OB centers are much more competitive for your business than they were just a decade ago. We toured the providers and compared their facilities. Price was a major factor, though the hospitals were less willingly to negotiate prepaid prices.
Finally our big day arrived! Or rather my wife couldn't bear the thought of carrying into her 42nd week and agreed to inducement. To save money my wife graciously agreed to not have an epidural. The delivery went well (as well as a painful delivery can go anyway) until the placenta wouldn't deliver. After my wife's vitals tanked due to internal bleeding, she was rushed into surgery to remove the placenta. She received two pints of blood and an extra night in the hospital. I knew this would not be included in our agreed cost so I went down to the business office an hour before we were discharged. I asked for an offer to settle the entire bill before we left. The hospital quoted me an additional $750 for all of the extra treatments! The hospital bill revealed charges of over $52,000 and they settled for $5,750, or $.11 on the dollar. Amazing.
In these weeks since our baby joined us, we have had many happy moments. Checking my mailbox is not one of them. Whenever we get a doctor bill I immediately call them and ask for a cash payoff amount. Sometimes I press my luck and say I only have half the offered amount and see if they will counter their own offer. Occasionally someone says there is no discount - in which case I make it clear to them they are only going to get $20 per month unless they settle.

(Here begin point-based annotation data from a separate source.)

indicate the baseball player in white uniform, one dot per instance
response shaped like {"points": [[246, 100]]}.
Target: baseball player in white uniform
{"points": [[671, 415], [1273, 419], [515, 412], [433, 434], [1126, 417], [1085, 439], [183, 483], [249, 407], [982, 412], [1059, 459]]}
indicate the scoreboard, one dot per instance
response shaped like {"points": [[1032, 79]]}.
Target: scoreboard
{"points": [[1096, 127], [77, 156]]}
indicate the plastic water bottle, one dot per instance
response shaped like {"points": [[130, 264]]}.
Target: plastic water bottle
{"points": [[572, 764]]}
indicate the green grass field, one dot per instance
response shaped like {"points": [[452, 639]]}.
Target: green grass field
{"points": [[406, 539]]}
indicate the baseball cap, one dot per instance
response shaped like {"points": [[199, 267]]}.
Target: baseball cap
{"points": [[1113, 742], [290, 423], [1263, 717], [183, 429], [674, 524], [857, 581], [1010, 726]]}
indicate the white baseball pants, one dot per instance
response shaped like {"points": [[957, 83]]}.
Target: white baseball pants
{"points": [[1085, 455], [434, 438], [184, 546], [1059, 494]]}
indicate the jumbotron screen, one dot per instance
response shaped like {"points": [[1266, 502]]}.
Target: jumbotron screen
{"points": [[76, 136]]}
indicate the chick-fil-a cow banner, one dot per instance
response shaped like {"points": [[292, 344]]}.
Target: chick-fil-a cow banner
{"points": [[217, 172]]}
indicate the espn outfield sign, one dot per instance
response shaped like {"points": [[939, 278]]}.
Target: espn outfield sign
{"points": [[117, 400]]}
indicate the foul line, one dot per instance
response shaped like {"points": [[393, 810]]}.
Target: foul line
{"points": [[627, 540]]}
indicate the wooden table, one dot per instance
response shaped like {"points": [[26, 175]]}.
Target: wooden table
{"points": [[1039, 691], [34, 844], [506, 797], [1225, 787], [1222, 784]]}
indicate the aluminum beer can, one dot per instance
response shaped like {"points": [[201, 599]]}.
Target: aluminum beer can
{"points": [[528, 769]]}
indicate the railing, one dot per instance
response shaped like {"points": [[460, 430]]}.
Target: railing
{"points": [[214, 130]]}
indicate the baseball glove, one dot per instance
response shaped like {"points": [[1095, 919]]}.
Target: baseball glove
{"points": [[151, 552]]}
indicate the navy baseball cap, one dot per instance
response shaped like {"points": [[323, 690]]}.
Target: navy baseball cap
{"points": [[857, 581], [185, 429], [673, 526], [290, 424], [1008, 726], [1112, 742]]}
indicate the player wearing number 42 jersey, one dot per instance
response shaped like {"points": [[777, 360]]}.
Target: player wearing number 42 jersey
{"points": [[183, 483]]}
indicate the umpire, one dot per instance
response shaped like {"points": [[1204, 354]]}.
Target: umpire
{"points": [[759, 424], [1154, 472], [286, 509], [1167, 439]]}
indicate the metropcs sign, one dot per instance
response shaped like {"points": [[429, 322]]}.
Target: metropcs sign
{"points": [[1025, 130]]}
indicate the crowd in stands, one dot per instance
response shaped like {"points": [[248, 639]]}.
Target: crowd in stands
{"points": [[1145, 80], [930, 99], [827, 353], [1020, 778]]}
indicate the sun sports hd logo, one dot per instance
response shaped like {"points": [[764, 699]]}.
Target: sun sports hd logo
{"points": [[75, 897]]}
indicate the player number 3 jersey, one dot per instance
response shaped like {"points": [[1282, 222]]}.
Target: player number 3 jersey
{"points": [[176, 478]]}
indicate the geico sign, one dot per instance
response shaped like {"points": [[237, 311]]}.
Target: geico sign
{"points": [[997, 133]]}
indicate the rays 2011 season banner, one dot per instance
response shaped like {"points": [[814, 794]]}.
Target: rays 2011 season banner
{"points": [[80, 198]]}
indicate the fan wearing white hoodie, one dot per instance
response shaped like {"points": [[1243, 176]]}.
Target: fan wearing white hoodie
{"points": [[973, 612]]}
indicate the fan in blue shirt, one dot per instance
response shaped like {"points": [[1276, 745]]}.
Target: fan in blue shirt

It does not matter what side of the fence you are on about Obamacare. One thing is apparent from my situation: both sides missed the boat on real health care reform. How do we charge insurance companies $40,000, offer the uninsured 64% off that price, and settle the pre-payers for 11% of the total bill? Maybe if they forced medical providers to offer one price to everybody, good ol' capitalism will work out the balance between charging less to the insurance companies (thus making premiums affordable), indigent care, and self-pay folks.
This experience has proved valuable to my wife and I; and we are actually glad we did not take any public assistance. Once the bills stop coming I estimate the entire pregnancy and delivery will have cost about $10,000. I am grateful God allowed few life emergencies so that we could build up our savings. We now have firsthand experience with just how jacked up the entire medical billing establishment runs itself.
I am fully aware my situation could have turned out much worse. My wife could have had any number of additional complications and spent weeks in the hospital. My child could have had complications, needed surgery, specialized care, or transferred to a children's hospital. Virtually anything could have gone wrong. There are obvious risks with not having insurance, and I would not recommend going without it. But if you find yourself in this situation with no outside help, hopefully this can serve as a guide.
I fimly believe healhcare reform is needed, but I don't think Obamacare addresses what really needs to be changed in the system - charges that have no relation to cost and mal-practice reform.